Sora tersenyum sambil membenamkan wajahnya pada rambut gadis itu, "Hai. Aku janji."

"Wah, ucapkan selamat untuk kedua teman kami. Sora dan Haruka!" tiba-tiba suara Takumi memenuhi seluruh halaman tempat pesta tersebut. Disusul dengan suara tepuk tangan dan siulan hampir dari seluruh tamu undangan.

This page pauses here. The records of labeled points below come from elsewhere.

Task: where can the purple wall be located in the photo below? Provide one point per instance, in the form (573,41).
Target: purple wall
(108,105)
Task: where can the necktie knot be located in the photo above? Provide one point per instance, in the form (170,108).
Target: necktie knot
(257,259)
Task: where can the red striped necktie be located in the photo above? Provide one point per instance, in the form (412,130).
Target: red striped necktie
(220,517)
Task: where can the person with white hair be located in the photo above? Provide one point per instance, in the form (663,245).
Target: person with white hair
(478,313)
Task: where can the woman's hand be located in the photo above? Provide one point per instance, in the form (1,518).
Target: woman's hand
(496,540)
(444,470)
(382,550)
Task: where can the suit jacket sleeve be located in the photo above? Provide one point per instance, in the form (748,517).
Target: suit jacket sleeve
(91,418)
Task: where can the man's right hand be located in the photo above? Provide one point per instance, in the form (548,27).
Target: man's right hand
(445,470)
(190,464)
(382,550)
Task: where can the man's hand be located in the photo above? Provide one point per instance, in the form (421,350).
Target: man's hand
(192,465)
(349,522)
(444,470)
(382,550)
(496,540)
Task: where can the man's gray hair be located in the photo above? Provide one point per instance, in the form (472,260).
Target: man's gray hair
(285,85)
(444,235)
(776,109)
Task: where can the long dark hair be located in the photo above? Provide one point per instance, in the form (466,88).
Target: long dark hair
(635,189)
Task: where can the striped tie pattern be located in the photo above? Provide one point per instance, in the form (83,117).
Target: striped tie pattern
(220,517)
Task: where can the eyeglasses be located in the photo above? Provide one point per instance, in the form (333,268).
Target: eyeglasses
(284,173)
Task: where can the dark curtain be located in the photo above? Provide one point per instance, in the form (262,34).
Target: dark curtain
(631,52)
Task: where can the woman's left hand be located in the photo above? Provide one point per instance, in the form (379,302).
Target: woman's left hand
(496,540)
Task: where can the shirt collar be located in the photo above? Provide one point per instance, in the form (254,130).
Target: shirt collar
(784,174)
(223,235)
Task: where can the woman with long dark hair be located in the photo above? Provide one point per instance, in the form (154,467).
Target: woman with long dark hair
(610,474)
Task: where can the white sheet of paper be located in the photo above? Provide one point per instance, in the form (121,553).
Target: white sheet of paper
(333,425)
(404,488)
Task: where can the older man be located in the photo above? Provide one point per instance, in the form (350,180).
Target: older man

Haruka menahan geli ketika menengadahkan wajahnya melihat wajah Sora. Masih tidak berubah. Laki-laki itu masih tidak suka menjadi pusat perhatian. Ya, ini memang Sora.

Sora mendengus kesal memandang Takumi dan Aoi yang tengah tersenyum lebar padanya. Pada akhirnya, laki-laki itu memegang sebelah tangan Haruka lalu memandang gadis itu dengan serius. "Bisa bantu aku kabur dari sini?"

"Mm." gumam Haruka lalu menarik tangan Sora untuk ikut dengannya. "Ayo."

Pada akhirnya, langit dan matahari memang tidak bisa dipisahkan. Sejauh apapun matahari pergi, ia akan selalu kembali ke tempatnya. Seperti dirinya dan Sora.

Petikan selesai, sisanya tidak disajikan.